Kristy Mualim
PhD Student · Biology · Stanford University
I am a PhD student with Dr. Jose Dinneny at Stanford, studying how plants modify their physiology to adapt to stress. Previously, I was in the Expósito-Alonso lab at UC Berkeley, building computational tools to understand genetic diversity loss in the Anthropocene, and a researcher at Stanford in the Kundaje and Engreitz labs, developing models to study the non-coding regulatory genome.
My work spans plant physiology, conservation genetics, and computational genomics — from understanding stress adaptation mechanisms to predicting genetic diversity loss and mapping enhancer–gene regulatory interactions.
Research
I am broadly interested in developing computational and statistical methods to understand the genetic basis of adaptation and disease. Ongoing research themes include:
- Predicting genetic diversity trajectories under habitat loss and climate change
- Building genome-wide maps of enhancer–gene regulatory interactions
- Analytical models of population divergence and conservation genetics
- Linking non-coding genetic variants to disease genes via chromatin accessibility
News
- 2024 New work on predicting genetic diversity trajectories in the Anthropocene — projecting genetic diversity loss across 13,808 species using habitat data and conservation indicators.
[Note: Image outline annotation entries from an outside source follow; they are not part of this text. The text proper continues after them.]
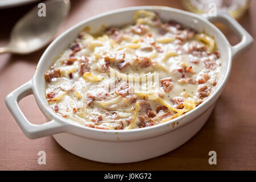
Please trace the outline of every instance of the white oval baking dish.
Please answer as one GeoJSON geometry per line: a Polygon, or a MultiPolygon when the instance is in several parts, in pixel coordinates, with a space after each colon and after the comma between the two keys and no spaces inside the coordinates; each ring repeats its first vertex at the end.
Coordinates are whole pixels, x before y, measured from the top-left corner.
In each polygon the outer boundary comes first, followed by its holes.
{"type": "Polygon", "coordinates": [[[249,47],[251,36],[232,17],[224,13],[216,16],[199,15],[162,6],[137,6],[105,13],[89,18],[72,27],[55,40],[47,48],[38,63],[33,78],[6,98],[6,104],[24,134],[35,139],[53,135],[57,142],[71,153],[86,159],[106,163],[134,162],[154,158],[181,146],[192,137],[209,117],[217,99],[227,82],[232,60],[236,54],[249,47]],[[97,32],[101,26],[121,26],[133,22],[138,10],[156,12],[163,20],[175,20],[199,32],[204,30],[213,35],[221,53],[222,64],[220,77],[214,92],[195,109],[160,125],[128,130],[105,130],[71,123],[59,117],[48,105],[45,97],[44,73],[53,58],[68,47],[85,26],[97,32]],[[221,22],[232,28],[241,41],[231,46],[222,33],[209,20],[221,22]],[[34,94],[42,112],[50,120],[43,125],[28,122],[18,106],[23,97],[34,94]],[[172,123],[179,121],[175,127],[172,123]]]}

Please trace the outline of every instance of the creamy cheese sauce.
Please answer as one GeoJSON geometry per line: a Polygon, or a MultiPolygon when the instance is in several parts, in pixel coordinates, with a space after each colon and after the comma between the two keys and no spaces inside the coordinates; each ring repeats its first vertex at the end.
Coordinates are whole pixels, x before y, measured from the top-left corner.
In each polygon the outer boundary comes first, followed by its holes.
{"type": "Polygon", "coordinates": [[[213,92],[221,67],[214,39],[141,10],[135,24],[86,29],[46,71],[49,105],[71,122],[131,129],[194,109],[213,92]]]}

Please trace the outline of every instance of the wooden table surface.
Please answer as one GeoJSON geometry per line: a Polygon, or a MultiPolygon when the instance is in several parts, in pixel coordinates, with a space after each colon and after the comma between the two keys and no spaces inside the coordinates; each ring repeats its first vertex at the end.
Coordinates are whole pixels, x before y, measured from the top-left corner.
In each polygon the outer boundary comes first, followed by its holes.
{"type": "MultiPolygon", "coordinates": [[[[0,46],[6,44],[15,23],[36,3],[0,10],[0,46]]],[[[131,6],[164,5],[182,9],[179,1],[73,0],[68,18],[56,34],[99,13],[131,6]]],[[[256,1],[251,1],[240,23],[256,39],[256,1]]],[[[171,18],[171,17],[170,17],[171,18]]],[[[231,30],[220,27],[234,44],[231,30]]],[[[5,96],[32,78],[46,48],[26,56],[0,55],[0,169],[1,170],[233,170],[256,169],[256,44],[233,60],[225,89],[203,129],[175,150],[143,162],[113,164],[76,156],[61,147],[52,136],[35,140],[22,133],[5,104],[5,96]],[[217,165],[209,165],[208,152],[217,152],[217,165]],[[46,165],[38,164],[38,152],[46,152],[46,165]]],[[[29,121],[45,122],[32,96],[20,101],[29,121]]]]}

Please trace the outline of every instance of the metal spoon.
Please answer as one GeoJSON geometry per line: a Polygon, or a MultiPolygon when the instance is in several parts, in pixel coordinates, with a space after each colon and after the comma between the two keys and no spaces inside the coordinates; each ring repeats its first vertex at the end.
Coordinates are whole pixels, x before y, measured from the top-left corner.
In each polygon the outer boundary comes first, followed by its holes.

- 2023 Received the ASHG Trainee Research Excellence Award for work on an encyclopedia of enhancer–gene regulatory interactions in the human genome.
- 2023 Preprint: An encyclopedia of enhancer–gene regulatory interactions in the human genome, covering 13M+ interactions across 352 cell types.
- 2022 Published analysis of the mutations-area relationship (MAR) to evaluate UN post-2020 genetic diversity targets.
- 2021 Published in Nature: Linking disease risk variants to target genes using the Activity-by-Contact model across 131 cell types and tissues.
- 2021 Published in Heredity: An analytical solution to estimating population divergence, validated on Neanderthal and Denisovan genomes.